Bitcoin has had an eventful 2017 with its value soaring from just under $1,000 to more than $60K before swiftly falling back down below $20,000. Other cryptocurrencies have experienced similarly dramatic price swings; their combined worth now surpasses $1.5 Trillion! Regardless of these wild fluctuations, investors and consumers continue to embrace cryptocurrencies like Bitcoin as the ultimate investment vehicle.

Cryptocurrencies, digital currencies that allow online transactions without the involvement of banks or financial intermediaries, such as Paypal or Moneybookers, allow transactions to take place more quickly and cheaply across borders than ever before. Some see them as digital gold while others prefer their decentralized nature – offering protection from government regulation or central bank policy, perhaps? Still others remain fascinated with their technology which is known as Blockchain or Web3.

Blockchains are digital spreadsheets where all buying and selling transactions are recorded, validated by miners – volunteers who solve complex cryptographic puzzles using computers in order to verify each transaction – in return for which they receive bitcoins as rewards for their efforts. Bitcoin mining may be energy intensive but there are other methods which have lesser environmental impacts that allow cryptocurrency mining.

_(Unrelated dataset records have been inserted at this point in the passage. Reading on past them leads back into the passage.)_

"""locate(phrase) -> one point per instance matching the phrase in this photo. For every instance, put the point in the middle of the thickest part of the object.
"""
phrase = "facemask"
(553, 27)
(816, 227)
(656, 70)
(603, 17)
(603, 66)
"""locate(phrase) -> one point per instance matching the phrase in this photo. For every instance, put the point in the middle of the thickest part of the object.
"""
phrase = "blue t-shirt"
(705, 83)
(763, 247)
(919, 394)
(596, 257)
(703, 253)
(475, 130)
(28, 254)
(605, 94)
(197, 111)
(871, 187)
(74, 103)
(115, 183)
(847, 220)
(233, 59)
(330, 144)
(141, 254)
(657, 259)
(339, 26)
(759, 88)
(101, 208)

Though Bitcoin’s popularity has skyrocketed, it still is not widely accepted as an exchange medium. Many businesses may not wish to accept payments in a currency that fluctuates wildly in value and takes 10 minutes for validation – with each transaction incurring a $20 fee – though users do have access to exchanges to buy or sell cryptocurrency themselves with private keys.

Investors appear to treat cryptocurrencies like stocks, as their prices appear loosely correlated to equity prices. This could simply be coincidence; or it could indicate that cryptocurrency prices respond similarly to market influences such as when the Federal Reserve raised interest rates in May 2022 and caused both S&P 500 (SPX) and Nasdaq 100 (NDX) prices to drop significantly.

Critics of cryptocurrency see them as an equalizing force that challenges central banks and Wall Street; proponents argue for its democratic benefits while its critics point to price fluctuations, criminal activity risks, and energy usage costs as potential concerns. Whatever their views, one thing is certain – its future remains undetermined, so investors should approach cryptocurrency investments with extreme caution – just as with any financial asset; without properly researching this new asset class they risk experiencing significant losses without proper knowledge about risks and rewards associated with investing. Luckily there are various resources that offer guidance on risks and rewards associated with investing in cryptocurrencies.